WeChat, the social-networking platform owned by e-commerce giant Tencent Holdings Ltd, launched the Voice Donor project last month, encouraging users to donate their time, and their voices, to doing voiceovers for reading books to be offered to those in need.

Cui Huiping, director of the Information Center of the China Disabled Persons' Federation, which is involved in the initiative, said: "Braille books are difficult to learn from, and still too expensive for many people."

The technology being used to create the new reading books, she said, can provide a huge help to people, through the creation of a larger national audio reading and voice library.

The project began collecting voices at the start of May and had gathered 3 million different voice donations by the middle of the month, which were then collated into some 100 audio books.

May 17 was the 25th National Day for Helping People with Disabilities, and to mark the occasion, organizers offered those new books to 100 different special blind schools across the country, which can help around 10,000 visually impaired children and 2 million people in total.

This new library of sound was created by the WeChat Voice Donor group, which created its own artificial intelligence-based voice recognition model to complete the task.

It selected the best reading voices by comparing them with accepted industry standards, explained Professor Yang Qiang of the Department of Computer Science and Engineering at The Hong Kong University of Science and Technology, who acted as technical adviser to the project.

Cui said that despite the technological progress enjoyed by many in China, not enough modern communication devices are being used by the disabled community.

She said smartphones, for instance, with full-screen touch technology are a great challenge for many disabled, especially people with visual impairments. Many of them are still largely dependent on Braille for study or work.

Patrick Haverman, deputy country director of the United Nations Development Program in China, said the current living and working conditions of many disabled Chinese people could be improved, and that the country still has a huge gap to bridge in promoting the rights and entitlements of people with disabilities.

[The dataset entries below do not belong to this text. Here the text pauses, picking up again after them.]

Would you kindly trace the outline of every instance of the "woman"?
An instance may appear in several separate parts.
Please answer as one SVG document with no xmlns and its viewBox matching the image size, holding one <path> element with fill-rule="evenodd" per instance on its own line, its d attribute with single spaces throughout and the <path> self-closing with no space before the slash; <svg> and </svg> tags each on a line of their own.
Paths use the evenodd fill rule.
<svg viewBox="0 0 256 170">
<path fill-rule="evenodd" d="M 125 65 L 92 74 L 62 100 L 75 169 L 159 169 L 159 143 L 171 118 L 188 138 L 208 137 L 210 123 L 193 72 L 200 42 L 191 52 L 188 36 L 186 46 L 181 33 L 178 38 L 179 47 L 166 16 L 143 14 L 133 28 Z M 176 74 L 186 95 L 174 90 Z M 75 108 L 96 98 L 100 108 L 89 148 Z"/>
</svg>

He said there are more than 85 million people in China with disabilities of some kind, but just 21 million of them are employed, and 28 percent of disabled school-aged children are not participating in full-time education.

Picking up on Cui's point about modern technology, Haverman said that the Voice Donor project, however, is a great example of how high-tech systems can be used to massive effect for social innovation, calling it a modern symbol of how people with disabilities can be helped.